[MD] The Hero's journey
Matt Kundert
pirsigaffliction at hotmail.com
Wed Nov 16 13:46:23 PST 2011
Hey Dan,
Matt said:
You've been taking "Don's dog dish" as an made-up, fictional
account--is that right? And _that's_ why "what dish" makes sense?
Dan said:
Isn't that what imaginary points to? That is what a hypothesis
contrary to fact means... there isn't sufficient evidence to back up the
claim that Don's dog dish exists or doesn't exist when Don walks out
of the room.
Matt:
I'm afraid that doesn't clear up my hypothesis about why I'm still
unclear what your position is, such that you are _not_ both acting like
a Cartesian (by asking their questions) and denying that you are
Cartesian.
It had suddenly occurred to me, because of the lilt of some of your
comments to me and to Dave, that you were basing the usage of
"imaginary" on the fact that I "made up" the example, as in: I have
no friends by these names, so it is an imaginary example. This
sense of "imaginary" is over and against the case of me reporting to
you an actual conversation that has happened to real people. Your
response, however, doesn't lead me in any particular direction on
whether or not my hypothesis is true. I still don't know whether you
think it is important or not that some cases are anecdotal and some
made up whole cloth; some are reportings of experience, some are
thought-experiments. That's what I was trying to suss out last time.
Because, when you assert that "there isn't sufficient evidence to back
up the claim that Don's dog dish exists or doesn't exist when Don
walks out of the room," that strikes me as an absurdly high bar for
sufficiency in evidence. My route through is to suppose that the
evidence for New York and the evidence for dog dishes come from
the same general area (first-person sincere reporting), and the fact
that only two people have ever experienced Don's dog dish versus
the billions that have experienced New York should not persuade
Don or Chris that they should doubt the dog dish's existence more
than New York. That seems almost like the reverse of the sentiment
implanted in Pirsig's texts, which emphasizes direct experience over
indirect testimony, meaning that even though Don's never been to
New York, he has directly experienced his dog's dish, so isn't that
something he shouldn't discount even though he's only one of two?

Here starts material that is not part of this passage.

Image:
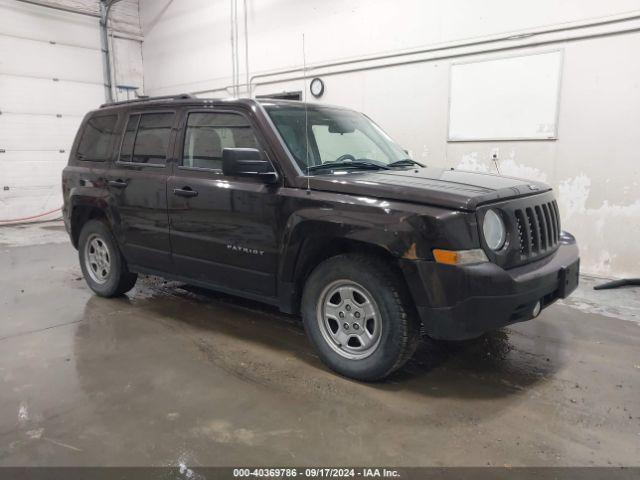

Think of what you said on the analogy of how many people directly
experience mystical enlightenment. Pirsig's saying we _should_
include in our account of reality experiences that only a low volume
of people have experienced--and you should particularly do so if
you're one of the few.
Dan said:
And no... you telling me that this was an actual conversation doesn't
make imaginary dog dishes any more like New York City. It only tells
me that you and Don and Chris have presupposed a fallacy and then
discussed the viability of it... it would be like me and John and Marsha
presupposing elephants can dance and then discussing whether or
not they do the tango. These are low quality intellectual patterns that
point to the confusion that arises when we take for granted imaginary
things like trees falling in forests when no one is around.
Matt:
I find this bizarre. For, unlike the presupposition in dancing elephants,
dog dishes _do_, in the world I comfortably and successfully negotiate,
exist after I leave the room. Where's the fallacy in thinking that most
spatiotemporal objects that aren't loci of motor functions will remain
where you left them?
Matt said:
If this hasn't been the block, then I have no idea why you have more
reason to think that New York is a higher quality idea than Don's dog
dish.
Dan said:
I hope I've answered that... there is more evidence... and in a
value-centered reality ideas supported by evidence are of higher
quality than are presuppositions lacking evidence.
Matt:
I hope I've articulated why I still have no idea why you think there's
more evidence for New York than dog dishes.